Multimedia presentation on WISE - overall mission, how infrared works, brown dwarfs, etc.

Monday, May 10, 2010

In late April the WISE team added a multimedia presentation to the site explaining the overall mission, including some basic concepts of why infrared is important, the previous infrared mission compared to WISE (the previous one happened in 1983 and had a resolution of 62 pixels compared to WISE which has 4 million) asteroid hunting, the discovery of brown dwarf stars, etc. It doesn't include any recent news so those following the mission closely won't find anything new, but it is a good link to send someone who hasn't heard of the mission before.

The section on brown dwarfs also shows a view of what we currently know of the nearest stars to us compared to what we expect to know after the mission is over, with new brown dwarf stars in red:



It also includes this part on possible (probably) planetary systems around brown dwarfs, mentioning that "in fact, the first planetary system that humans ever reach is likely to be around a brown dwarf discovered by WISE."

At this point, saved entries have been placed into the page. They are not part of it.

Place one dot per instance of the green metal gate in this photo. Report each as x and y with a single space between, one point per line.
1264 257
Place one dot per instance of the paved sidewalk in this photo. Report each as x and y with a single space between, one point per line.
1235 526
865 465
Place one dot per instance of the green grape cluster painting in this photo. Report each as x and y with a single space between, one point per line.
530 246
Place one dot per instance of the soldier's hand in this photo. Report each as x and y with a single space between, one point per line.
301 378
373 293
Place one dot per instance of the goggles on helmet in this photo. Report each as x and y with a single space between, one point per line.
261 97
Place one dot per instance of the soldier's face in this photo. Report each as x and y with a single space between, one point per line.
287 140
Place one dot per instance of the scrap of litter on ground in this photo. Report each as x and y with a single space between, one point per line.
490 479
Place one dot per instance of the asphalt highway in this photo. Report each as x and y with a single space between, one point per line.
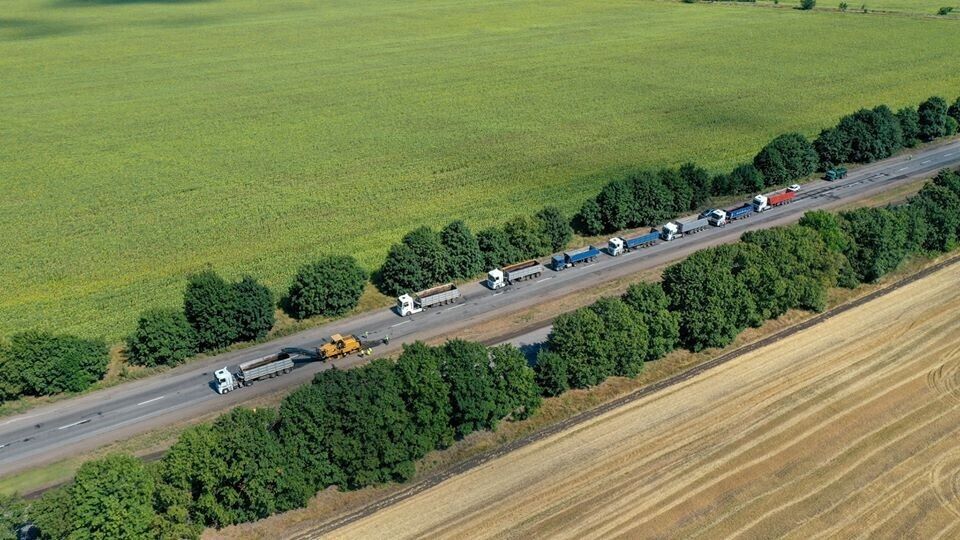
75 425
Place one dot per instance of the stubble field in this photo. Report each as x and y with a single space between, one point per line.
143 140
847 429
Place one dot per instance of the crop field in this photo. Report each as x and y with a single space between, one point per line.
844 429
143 140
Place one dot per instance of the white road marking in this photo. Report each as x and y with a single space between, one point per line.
74 424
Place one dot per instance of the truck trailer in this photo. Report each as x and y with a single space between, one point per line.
261 368
501 277
444 294
766 202
573 258
619 246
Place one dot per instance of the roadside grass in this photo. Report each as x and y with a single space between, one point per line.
161 137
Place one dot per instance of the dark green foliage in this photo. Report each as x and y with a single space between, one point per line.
234 470
163 337
255 313
526 236
578 337
786 158
112 498
553 376
624 342
744 178
210 304
427 397
881 240
518 395
554 227
329 287
464 254
496 248
39 363
714 306
590 218
465 367
933 118
700 184
909 125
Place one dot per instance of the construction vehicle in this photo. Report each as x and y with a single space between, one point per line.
339 346
265 367
444 294
501 277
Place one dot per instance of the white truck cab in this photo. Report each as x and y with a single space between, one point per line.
225 380
616 246
760 203
670 232
406 305
496 279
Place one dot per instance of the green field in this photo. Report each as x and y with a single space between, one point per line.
142 140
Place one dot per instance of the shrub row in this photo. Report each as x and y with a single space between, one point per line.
354 428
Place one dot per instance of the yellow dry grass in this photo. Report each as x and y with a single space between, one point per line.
846 429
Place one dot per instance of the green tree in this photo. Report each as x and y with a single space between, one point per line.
518 395
786 158
330 286
427 397
255 312
163 337
624 341
465 367
552 372
590 218
496 248
909 125
112 499
210 304
554 227
526 237
933 118
466 260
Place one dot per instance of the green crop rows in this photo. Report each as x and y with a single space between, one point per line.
144 140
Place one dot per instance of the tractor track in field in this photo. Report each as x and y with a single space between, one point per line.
478 460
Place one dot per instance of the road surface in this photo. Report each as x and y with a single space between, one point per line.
62 429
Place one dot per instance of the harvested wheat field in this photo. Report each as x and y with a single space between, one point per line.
847 429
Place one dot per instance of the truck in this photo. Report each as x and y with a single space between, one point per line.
338 347
261 368
572 258
501 277
835 173
619 246
739 212
766 202
444 294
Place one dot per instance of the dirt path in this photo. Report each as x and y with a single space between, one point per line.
844 429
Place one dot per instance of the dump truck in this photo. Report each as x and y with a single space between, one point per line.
618 246
261 368
501 277
835 173
408 304
338 347
765 202
575 257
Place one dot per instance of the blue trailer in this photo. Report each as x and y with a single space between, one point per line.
572 258
740 212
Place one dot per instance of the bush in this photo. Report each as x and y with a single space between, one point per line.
163 337
40 363
787 158
330 286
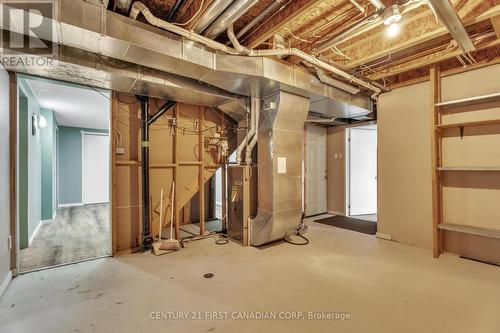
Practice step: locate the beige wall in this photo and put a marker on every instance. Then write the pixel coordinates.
(127, 167)
(404, 119)
(336, 169)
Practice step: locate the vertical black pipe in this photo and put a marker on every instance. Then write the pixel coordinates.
(147, 240)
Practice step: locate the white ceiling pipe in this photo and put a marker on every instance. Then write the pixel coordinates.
(215, 9)
(228, 17)
(139, 7)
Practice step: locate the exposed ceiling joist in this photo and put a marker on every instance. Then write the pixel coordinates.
(294, 9)
(417, 32)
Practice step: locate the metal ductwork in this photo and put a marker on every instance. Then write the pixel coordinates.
(228, 17)
(449, 17)
(280, 168)
(215, 9)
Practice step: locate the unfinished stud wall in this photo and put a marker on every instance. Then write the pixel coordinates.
(166, 164)
(405, 201)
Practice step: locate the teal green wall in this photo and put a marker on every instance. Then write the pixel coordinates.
(49, 133)
(70, 163)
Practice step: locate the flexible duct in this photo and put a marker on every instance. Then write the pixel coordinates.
(253, 142)
(215, 9)
(228, 17)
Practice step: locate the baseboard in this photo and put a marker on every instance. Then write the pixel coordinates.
(76, 204)
(383, 236)
(5, 283)
(35, 232)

On that note, it may be important to refer to brown dwarfs as brown dwarf stars as much as possible, even though technically they are sub-stellar objects (fusing deuterium and sometimes lithium, but not hydrogen). The reason why is that names and titles really do matter in astronomy and space exploration. When Ceres was first discovered it was considered to be a planet and was even given a planetary symbol, but then later on it was reclassified as an asteroid. Then what happened? Everybody forgot about Ceres. After all, it was just an asteroid. Missions were sent out to the Moon, Venus, Mars, Jupiter, Saturn, Uranus, Neptune, Jupiter again, Saturn again, Venus and Mars again and again and again and again, but no missions were ever sent to Ceres, not until Dawn launched a few years back (it will arrive there in 2015). Had Ceres been considered a planet all this time (and yes, a dwarf planet is a kind of planet) it's safe to say it would have been given higher priority, certainly at least one mission or at least a flyby before now.

Brown dwarfs are the same. Too much focus on calling it a sub-stellar object in the mainstream press will certainly result in less interest than simply calling one a brown dwarf star. An object sounds tiny, unimportant, scientifically interesting but not the least bit exciting. A star, however, that's an entirely different matter. Smaller and cooler than our own, but a type of star nonetheless. So when one is finally discovered closer to our solar system than Alpha Centauri (assuming it happens), be sure to fit the word star in there a few times in your blog and forum posts in order to maximize the impact it will make.